Though the dismantling of the export controls was announced by President Barack Obama on his November tour of India, it became effective Monday with the publication of a notice updating the US’s Export Administration Regulations.
The third part of the deal – membership for India to international export control regimes such as the Nuclear Suppliers Group and the missile technology control regime, an administration official said, work is under way.
Commerce secretary Gary Locke, whose department made these changes, called them a “significant milestone’ and said “moving forward with export control reforms … will facilitate high technology trade and cooperation”.
But here is what this means, minus the hype and the jargon.
“Indian entities not directly involved in the nuclear weapons program will be able to import a range of dual-use technologies far more easily than they have in the past,” said Ashley Tellis, former US official closely involved with the India-US nuclear deal.

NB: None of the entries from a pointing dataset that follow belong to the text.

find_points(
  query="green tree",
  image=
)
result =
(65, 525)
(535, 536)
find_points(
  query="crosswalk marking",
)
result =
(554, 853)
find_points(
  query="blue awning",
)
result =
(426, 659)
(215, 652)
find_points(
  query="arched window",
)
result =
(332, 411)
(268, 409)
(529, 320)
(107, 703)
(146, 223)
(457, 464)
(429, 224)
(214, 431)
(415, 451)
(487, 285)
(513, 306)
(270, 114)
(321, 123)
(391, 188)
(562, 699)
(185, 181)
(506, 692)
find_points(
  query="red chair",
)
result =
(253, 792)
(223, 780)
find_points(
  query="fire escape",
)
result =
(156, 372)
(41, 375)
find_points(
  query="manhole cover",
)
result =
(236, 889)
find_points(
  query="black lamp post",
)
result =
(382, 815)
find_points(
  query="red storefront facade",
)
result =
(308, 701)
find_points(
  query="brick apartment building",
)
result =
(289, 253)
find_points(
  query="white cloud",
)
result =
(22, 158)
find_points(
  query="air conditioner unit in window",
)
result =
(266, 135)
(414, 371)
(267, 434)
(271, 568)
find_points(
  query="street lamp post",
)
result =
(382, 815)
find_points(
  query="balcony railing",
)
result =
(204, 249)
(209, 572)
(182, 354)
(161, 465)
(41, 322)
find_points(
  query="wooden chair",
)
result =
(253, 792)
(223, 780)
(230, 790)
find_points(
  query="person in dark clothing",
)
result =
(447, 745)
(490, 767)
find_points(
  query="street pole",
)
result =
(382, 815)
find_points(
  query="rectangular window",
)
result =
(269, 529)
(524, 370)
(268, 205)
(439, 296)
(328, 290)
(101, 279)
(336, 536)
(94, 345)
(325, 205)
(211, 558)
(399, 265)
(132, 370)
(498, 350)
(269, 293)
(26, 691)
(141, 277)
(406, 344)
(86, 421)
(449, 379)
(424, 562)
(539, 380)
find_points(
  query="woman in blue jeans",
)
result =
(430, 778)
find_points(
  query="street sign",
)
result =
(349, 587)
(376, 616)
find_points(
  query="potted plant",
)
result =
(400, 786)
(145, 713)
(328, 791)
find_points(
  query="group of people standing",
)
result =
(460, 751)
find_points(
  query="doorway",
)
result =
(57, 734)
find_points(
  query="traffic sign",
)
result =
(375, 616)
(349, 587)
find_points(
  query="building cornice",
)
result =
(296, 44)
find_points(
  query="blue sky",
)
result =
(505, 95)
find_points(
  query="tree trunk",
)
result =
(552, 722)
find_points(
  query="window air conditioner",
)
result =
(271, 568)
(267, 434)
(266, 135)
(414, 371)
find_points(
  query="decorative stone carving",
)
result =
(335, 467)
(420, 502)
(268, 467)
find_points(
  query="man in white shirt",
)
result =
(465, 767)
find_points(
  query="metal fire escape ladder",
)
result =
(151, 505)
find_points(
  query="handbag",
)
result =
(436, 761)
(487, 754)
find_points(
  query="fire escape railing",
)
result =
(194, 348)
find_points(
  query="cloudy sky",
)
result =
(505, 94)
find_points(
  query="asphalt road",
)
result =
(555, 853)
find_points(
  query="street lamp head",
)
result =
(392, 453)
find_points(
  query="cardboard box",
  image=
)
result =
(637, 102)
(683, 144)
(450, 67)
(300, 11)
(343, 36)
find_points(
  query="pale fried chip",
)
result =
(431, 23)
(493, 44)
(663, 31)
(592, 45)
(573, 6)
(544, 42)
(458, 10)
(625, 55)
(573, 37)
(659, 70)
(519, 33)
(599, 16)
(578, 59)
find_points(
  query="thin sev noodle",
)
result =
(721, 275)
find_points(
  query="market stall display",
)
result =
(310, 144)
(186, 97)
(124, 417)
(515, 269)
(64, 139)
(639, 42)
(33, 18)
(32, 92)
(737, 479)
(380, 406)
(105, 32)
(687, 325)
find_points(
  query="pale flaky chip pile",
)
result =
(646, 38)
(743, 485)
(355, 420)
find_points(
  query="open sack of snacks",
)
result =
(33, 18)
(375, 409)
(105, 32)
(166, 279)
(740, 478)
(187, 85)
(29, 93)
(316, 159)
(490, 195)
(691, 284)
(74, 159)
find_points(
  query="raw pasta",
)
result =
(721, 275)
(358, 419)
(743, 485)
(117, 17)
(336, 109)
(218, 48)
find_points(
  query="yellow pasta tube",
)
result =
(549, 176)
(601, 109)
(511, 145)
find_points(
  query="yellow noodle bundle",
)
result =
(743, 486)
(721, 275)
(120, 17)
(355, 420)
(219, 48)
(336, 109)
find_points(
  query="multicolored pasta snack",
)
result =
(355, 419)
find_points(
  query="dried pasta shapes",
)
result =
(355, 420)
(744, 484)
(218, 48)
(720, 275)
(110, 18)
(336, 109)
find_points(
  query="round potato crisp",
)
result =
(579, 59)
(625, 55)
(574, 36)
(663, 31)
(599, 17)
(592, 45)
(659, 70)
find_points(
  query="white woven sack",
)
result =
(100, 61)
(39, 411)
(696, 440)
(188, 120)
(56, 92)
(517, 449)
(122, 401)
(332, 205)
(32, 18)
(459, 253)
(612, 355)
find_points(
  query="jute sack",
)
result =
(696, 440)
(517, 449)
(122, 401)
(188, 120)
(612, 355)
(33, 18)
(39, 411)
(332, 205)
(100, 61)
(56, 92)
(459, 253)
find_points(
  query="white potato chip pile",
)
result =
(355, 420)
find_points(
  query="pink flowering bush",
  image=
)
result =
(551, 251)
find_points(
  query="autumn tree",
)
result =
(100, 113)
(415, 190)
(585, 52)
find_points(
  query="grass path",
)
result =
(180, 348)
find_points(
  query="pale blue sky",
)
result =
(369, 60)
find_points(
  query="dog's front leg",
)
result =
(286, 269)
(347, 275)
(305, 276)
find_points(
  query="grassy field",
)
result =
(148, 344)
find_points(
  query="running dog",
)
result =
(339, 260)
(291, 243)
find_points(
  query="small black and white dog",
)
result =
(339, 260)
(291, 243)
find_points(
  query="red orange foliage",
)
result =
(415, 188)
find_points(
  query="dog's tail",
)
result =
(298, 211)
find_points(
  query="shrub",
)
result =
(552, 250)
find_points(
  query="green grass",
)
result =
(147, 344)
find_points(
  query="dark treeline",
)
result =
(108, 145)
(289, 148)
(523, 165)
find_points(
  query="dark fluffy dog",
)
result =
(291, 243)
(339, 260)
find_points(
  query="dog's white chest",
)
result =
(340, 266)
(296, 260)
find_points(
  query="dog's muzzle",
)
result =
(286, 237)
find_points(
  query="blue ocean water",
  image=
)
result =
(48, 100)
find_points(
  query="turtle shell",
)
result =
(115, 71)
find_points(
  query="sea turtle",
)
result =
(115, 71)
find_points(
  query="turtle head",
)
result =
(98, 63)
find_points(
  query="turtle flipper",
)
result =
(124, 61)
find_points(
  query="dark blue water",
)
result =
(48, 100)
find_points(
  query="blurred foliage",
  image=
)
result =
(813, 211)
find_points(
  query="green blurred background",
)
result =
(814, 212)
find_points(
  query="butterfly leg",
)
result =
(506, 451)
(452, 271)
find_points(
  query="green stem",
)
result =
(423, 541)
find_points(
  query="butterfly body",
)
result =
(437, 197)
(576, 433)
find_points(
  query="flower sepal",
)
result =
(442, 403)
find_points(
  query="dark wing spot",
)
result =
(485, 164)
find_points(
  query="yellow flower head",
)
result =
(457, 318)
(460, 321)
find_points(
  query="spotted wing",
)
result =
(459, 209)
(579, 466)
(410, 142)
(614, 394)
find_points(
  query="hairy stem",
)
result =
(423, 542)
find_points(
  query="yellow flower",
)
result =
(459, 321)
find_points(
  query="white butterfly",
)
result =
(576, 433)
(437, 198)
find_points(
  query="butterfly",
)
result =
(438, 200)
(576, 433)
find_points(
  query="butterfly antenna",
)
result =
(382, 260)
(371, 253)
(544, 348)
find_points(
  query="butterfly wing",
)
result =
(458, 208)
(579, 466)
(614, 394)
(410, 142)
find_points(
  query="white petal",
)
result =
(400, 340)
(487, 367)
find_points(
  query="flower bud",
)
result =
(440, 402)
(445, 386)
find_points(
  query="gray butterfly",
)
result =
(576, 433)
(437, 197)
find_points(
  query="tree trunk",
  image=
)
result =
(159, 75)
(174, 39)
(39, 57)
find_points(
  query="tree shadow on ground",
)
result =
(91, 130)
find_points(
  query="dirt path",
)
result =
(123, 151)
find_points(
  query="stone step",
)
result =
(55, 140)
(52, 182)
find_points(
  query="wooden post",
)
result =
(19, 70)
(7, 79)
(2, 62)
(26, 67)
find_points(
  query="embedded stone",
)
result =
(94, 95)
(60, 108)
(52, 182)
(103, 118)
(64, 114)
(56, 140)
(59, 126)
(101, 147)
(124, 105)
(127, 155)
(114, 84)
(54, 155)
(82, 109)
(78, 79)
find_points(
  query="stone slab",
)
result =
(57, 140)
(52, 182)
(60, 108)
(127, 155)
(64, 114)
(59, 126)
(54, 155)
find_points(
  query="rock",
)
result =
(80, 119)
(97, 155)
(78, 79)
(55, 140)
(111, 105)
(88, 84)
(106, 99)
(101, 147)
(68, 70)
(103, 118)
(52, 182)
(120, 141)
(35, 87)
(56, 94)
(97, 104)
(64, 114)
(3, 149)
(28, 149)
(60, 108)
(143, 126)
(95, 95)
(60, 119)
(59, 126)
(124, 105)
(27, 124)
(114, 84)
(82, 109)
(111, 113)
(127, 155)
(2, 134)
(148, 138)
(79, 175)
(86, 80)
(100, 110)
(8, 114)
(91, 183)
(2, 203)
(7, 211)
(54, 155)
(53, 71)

A delegation of 24 US companies is going to India with Locke early February in search of such export orders in these same sectors of high-technology defense and aerospace decontrolled on Monday.
It has not been a highly lucrative trade for either country yet – amounting to less than one per cent of the annual turnover of $36 billion. But there is a huge potential here. It is the “greatest market of opportunities”, said an administration official.
The controls never took the shape of sanction except in the early years since 1998. As relations between the two countries improved the nature of the controls changed from being blanket to case-by-case.
But the rollback was anything but easy. It was on the wish list of the Indian government constantly since the signing of the India-US civilian use nuclear deal, which loudly proclaimed India’s return to the fold.
The rest should have followed. But didn’t, not as smoothly as expected. The negotiations were painstakingly slow and often seemed in the way of the two countries’ desire to see the same obstacle go.
“Sometimes too slowly – but surely – the obstacles are being removed that impede a more robust U.S.-India economic ties,” said Karl Inderfurth, former assistant secretary of state with longstanding expertise on South Asia.
The controls are not gone completely though.
For one, India can’t buy a nuclear submarine if it wanted to. There are other controls still in place, imposed by other departments such as state and defense and applicable, and enforced indiscriminately by the US on its closest allies.